Last year, I moved in a new community. It was a nice community. People in the community don't hesitate to help others. Also, it was an active community. A football game would be held once a month; people were organized as a team randomly. The team players even had their own team soccer uniforms. Although these were just some cheap soccer uniforms, all the players looked great and we had a wonderful time while playing the game. I did enjoy living in this community.

One January, I had to hold two funerals on successive days for two elderly women in the community. Their homes happened to be near each other, so I paid condolence calls on the two families on the same afternoon. This experience taught me something about the ways in which people make a bad situation worse by blaming themselves.

At the first home, the son of the deceased woman said to me, "if only I had sent my mother to Florida and gotten her out of this cold and snow, she would be alive today. It's my fault that she died." At the second home, the son of the other deceased woman said, "if only I hadn't insisted on my mother's going to Florida, she would be alive today. That long airplane ride, the sudden change of climate, was more than she could take. It's my fault that she's dead."

You see that any time there is a death, the survivors will feel guilty. Because the course of action they took turned out badly, they believe that the opposite course----keeping mother at home, putting off the operation----would have turned out better. After all, how could it have turned out any worse?

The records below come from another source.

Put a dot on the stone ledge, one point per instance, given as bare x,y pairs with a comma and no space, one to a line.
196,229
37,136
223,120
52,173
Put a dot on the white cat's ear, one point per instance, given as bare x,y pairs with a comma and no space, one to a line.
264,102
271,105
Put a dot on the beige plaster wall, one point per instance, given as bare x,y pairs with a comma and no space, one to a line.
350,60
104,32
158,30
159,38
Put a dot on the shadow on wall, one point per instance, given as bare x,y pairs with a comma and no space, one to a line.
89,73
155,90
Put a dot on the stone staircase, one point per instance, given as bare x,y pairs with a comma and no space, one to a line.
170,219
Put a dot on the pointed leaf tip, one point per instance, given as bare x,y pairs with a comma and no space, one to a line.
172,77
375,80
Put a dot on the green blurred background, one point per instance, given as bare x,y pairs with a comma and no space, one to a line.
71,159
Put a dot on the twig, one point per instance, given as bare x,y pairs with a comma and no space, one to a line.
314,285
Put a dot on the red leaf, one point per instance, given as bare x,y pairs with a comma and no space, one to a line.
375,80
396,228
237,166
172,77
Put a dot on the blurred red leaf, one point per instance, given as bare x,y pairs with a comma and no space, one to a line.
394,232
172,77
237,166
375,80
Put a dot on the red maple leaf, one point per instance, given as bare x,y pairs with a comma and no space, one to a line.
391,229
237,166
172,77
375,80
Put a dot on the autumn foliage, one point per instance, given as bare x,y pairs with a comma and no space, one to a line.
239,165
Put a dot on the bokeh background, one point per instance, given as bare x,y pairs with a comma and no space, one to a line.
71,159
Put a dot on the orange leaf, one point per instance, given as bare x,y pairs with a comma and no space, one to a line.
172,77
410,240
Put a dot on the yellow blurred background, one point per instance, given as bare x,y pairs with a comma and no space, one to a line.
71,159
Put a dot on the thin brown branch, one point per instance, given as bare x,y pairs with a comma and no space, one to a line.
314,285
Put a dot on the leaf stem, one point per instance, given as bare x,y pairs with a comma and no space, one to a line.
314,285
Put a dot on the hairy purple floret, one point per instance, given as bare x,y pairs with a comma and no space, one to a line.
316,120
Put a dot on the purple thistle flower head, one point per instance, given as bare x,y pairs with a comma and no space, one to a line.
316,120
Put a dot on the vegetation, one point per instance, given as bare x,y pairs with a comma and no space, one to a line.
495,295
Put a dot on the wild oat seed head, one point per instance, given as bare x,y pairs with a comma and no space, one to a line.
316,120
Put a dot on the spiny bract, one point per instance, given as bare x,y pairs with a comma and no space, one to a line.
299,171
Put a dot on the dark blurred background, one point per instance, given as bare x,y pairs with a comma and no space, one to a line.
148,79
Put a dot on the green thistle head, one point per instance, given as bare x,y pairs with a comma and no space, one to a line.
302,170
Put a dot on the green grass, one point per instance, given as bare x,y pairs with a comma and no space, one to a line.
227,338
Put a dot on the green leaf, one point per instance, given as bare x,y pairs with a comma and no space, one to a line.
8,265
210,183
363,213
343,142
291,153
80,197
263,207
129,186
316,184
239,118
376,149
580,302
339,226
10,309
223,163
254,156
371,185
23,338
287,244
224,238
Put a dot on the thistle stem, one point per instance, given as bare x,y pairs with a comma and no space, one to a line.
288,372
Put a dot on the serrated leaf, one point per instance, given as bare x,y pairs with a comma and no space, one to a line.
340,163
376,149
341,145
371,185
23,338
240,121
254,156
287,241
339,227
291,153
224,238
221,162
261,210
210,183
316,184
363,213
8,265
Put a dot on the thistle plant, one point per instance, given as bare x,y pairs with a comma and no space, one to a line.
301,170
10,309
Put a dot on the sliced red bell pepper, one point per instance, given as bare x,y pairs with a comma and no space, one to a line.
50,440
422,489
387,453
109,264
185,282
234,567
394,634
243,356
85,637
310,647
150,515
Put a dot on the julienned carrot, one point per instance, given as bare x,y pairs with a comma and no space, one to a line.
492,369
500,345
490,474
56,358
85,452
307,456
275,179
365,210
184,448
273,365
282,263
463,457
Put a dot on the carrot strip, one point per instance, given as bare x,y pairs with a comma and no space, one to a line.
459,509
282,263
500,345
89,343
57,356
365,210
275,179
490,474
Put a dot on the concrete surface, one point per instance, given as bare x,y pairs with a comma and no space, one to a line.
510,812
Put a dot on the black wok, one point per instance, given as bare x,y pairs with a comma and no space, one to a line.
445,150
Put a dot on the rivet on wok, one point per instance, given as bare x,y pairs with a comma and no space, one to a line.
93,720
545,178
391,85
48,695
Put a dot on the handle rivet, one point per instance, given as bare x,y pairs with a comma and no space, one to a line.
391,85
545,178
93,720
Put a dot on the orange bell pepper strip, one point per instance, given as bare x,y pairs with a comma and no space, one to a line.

There seem to be two elements involved in our willingness to feel guilty. The first is our pressing need to believe that the world makes sense, that there is a cause for every effect and a reason for everything that happens. That leads us to find patterns and connections both where they really exist and where they exist only in our minds.

The second element is the view that we are the cause of what happens, especially the bad things that happen. It seems to be a short step form believing that every event has a cause to believing that every disaster is our fault. the roots of this feeling may lie in our childhood.

A baby comes to think that the world exists to meet his needs, and that he makes everything happen in it. He wakes up in the morning and summons the rest of the world to its tasks. He cries, and someone comes to attend to him. When he is hungry, people feed him, and when he is wet, people change him. Very often, we do not completely outgrow that childish view that our wishes cause things to happen.